Lancée en mai 2013 à la Pitié-Salpêtrière AP-HP par le Pr Bruno Dubois et son équipe INSERM, cette cohorte comprend 318 personnes volontaires âgées de plus de 70 ans, avec une plainte de mémoire subjective, mais dont les performances cognitives et mnésiques sont normales lors des tests. Les participants ont accepté au départ que l'on détermine la présence ou non de lésions de la maladie d'Alzheimer (lésions dites « amyloïdes ») dans leur cerveau grâce à un examen d'imagerie.
Intervenir plus tôt sur la maladie
Les médicaments actuellement en développement dans le traitement de la maladie d'Alzheimer montrent une efficacité significative sur les lésions cérébrales des patients, sans cependant parvenir à réduire effectivement les symptômes de la maladie. Les essais thérapeutiques seraient ainsi réalisés trop tardivement, à un stade où la maladie est trop avancée pour être régressive sous traitement.
D'où l'idée de tester l'efficacité des traitements de façon plus précoce lors de la maladie, c'est-à-dire au début, avant même l'apparition de tout symptômes chez des patients porteurs de lésions cérébrales de la maladie d'Alzheimer.
Cette stratégie nécessite de mieux comprendre les marqueurs de la progression de la maladie à son stade pré-clinique afin de traiter les personnes les plus à risque d’évolution.

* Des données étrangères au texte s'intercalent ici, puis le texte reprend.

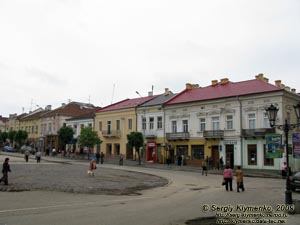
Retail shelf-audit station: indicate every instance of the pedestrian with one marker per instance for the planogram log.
(121, 159)
(92, 167)
(204, 167)
(239, 179)
(221, 163)
(38, 156)
(228, 176)
(97, 157)
(101, 157)
(26, 155)
(5, 170)
(283, 169)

Peu de différences liées à la présence de plaques
A l’entrée dans l'étude INSIGHT-preAD, 28% des participants sont porteurs de lésions même s'ils ne présentent aucun signe de la maladie d’Alzheimer : aucune différence n’est observée entre les personnes dites « amyloïdes positives » et celles « amyloïdes négatives », que ce soit lors des tests cognitifs (mémoire, langage, orientation), fonctionnels et comportementaux.
A deux ans et demi de suivi, seuls quatre personnes ont progressé vers la maladie d'Alzheimer. A leur entrée dans l'étude, ces patients présentaient des facteurs prédictifs, comme un âge plus avancé, une concentration de lésions amyloïdes plus élevée et un volume hippocampique diminué.
Des différences sur l’activité électrique du cerveau
Les chercheurs ne notent pas de changement significatif entre les sujets amyloïdes positifs et ceux négatifs pour l'ensemble des marqueurs (comportementaux, cognitifs, fonctionnels) observés, ainsi qu'en neuro-imagerie.
Aucune différence n’est également observée entre les 2 groupes sur l'intensité de la plainte de mémoire, ni en neuro-imagerie structurelle (IRM) ou métabolique (PET-FDG).
En revanche, l'électroencéphalogramme, qui mesure le fonctionnement électrique des cellules nerveuses, montre chez les patients porteurs de lésions une modification de l'activité électrique des régions antérieures de leur cerveau, notamment frontales, pour un maintien de leurs performances intellectuelles et mnésiques.
Une progression très faible vers la maladie d’Alzheimer
Ces résultats montrent ainsi que la présence de lésions amyloïdes cérébrales ne s'accompagne pas de modifications cognitives, ni morphologiques, métaboliques ou fonctionnelles chez les personnes porteuses de ces lésions.
Les chercheurs, en se basant sur les modifications électro-encéphalographiques observées parallèlement, suggèrent l'existence de mécanismes de compensation dans le cerveau de ces personnes porteuses de plaques amyloïdes.
La progression vers la maladie d'Alzheimer déclarée de ces patients âgés en moyenne de 76 ans est donc faible, ce qui témoigne d'une réserve cognitive importante pour ce type de population. Poursuivre ce suivi est donc nécessaire pour déterminer si ce constat se vérifie toujours après une plus longue période.
L'étude INSIGHT-preAD fera l'objet d'un nouveau point d'étape en 2022.